最近、高血圧やコレステロールの基準値(正常値)が大幅にゆるくなったという報道があり週刊誌などで大騒ぎになりました。診療所の患者さんでも、「最近基準が甘くなったそうですね」と嬉しそうに言われる方が何人かおられました。週刊誌で面白おかしく取り上げ、中には「これまでは基準を厳しくして医者に薬を使わせるという製薬会社の陰謀で、結託した研究者もいる」などという記事もありました。最近、ノバルティス社という製薬会社の社員が降圧剤の臨床研究に介入してデータを改ざんしていたという事件があり、週刊誌の記事もあながちでっち上げとは言えないかもしれません。

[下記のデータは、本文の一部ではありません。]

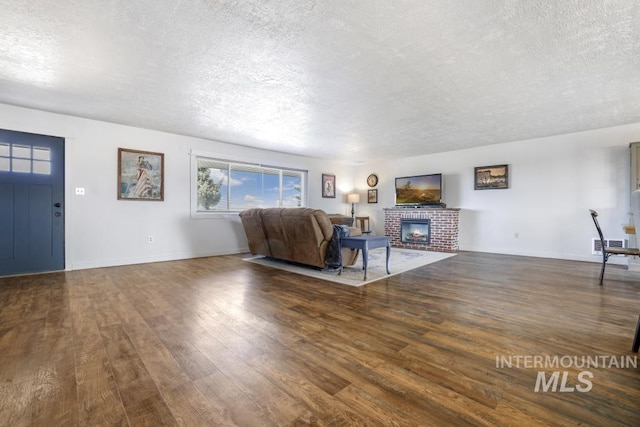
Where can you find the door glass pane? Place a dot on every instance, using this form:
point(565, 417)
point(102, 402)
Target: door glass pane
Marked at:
point(42, 167)
point(21, 165)
point(41, 153)
point(22, 151)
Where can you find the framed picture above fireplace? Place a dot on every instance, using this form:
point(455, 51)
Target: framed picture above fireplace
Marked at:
point(491, 177)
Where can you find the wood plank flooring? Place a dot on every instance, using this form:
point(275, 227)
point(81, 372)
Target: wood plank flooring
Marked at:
point(220, 341)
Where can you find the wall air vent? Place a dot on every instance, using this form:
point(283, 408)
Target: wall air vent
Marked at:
point(596, 246)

報道されたのは、日本人間ドック学会と健康保険組合連合会のレポートで、「新たな健診の基本検査の基準範囲 日本人間ドック学会と健保連による150万人のメガスタディー」というレポートです。人間ドック受診者150万人から統計的な処理をして超健康人と呼ばれる約1万~1万5千人の個々の検査値の上限と下限を出したものです。この超健康人を選び出す過程がいまひとつ分からないところもあるのですが、とにかく健康人の各検査のデータということです。
血圧では、最高血圧の上限が147mmHg、最低血圧の上限は94mmHg。LDL-コレステロール(いわゆる悪玉コレステロール)の上限が女性で183mg/dlとなっています。これまでの健診の基準値は、厳しい基準を採っている特定健康診査(いわゆるメタボ健診)では、血圧は最高血圧が129以下、最低血圧が84以下。LDLコレステロールは男女とも119以下です。いずれの検査も大幅に差があります。特定健診で異常とされても人間ドック学会の基準値であれば正常になります。これまでの血圧やコレステロールの基準値は、基準値を超えて高いのを放置していると脳卒中や心筋梗塞になる可能性が高くなるという研究データから出したものです。人間ドック学会のデータは、現在健康である人たちのデータで、その人たちが将来どうなるかは検討していません。したがって双方のデータを一様に評価はできません。ただし特定健診の基準値は厳しいという批判はこれまであります。
歴史的にはこの基準値は結構変わってきました。現場ではどう考えていいか戸惑うことも多々あります。ただ厳しい基準で、少しでも高いとすぐ降圧剤やコレステロールを下げる薬を処方することだけはしないようにしています。ひまわり診療所はあまり薬を出さないという評判もありますが、薬の副作用も心配です。まず食事や運動など生活面での対応が優先です。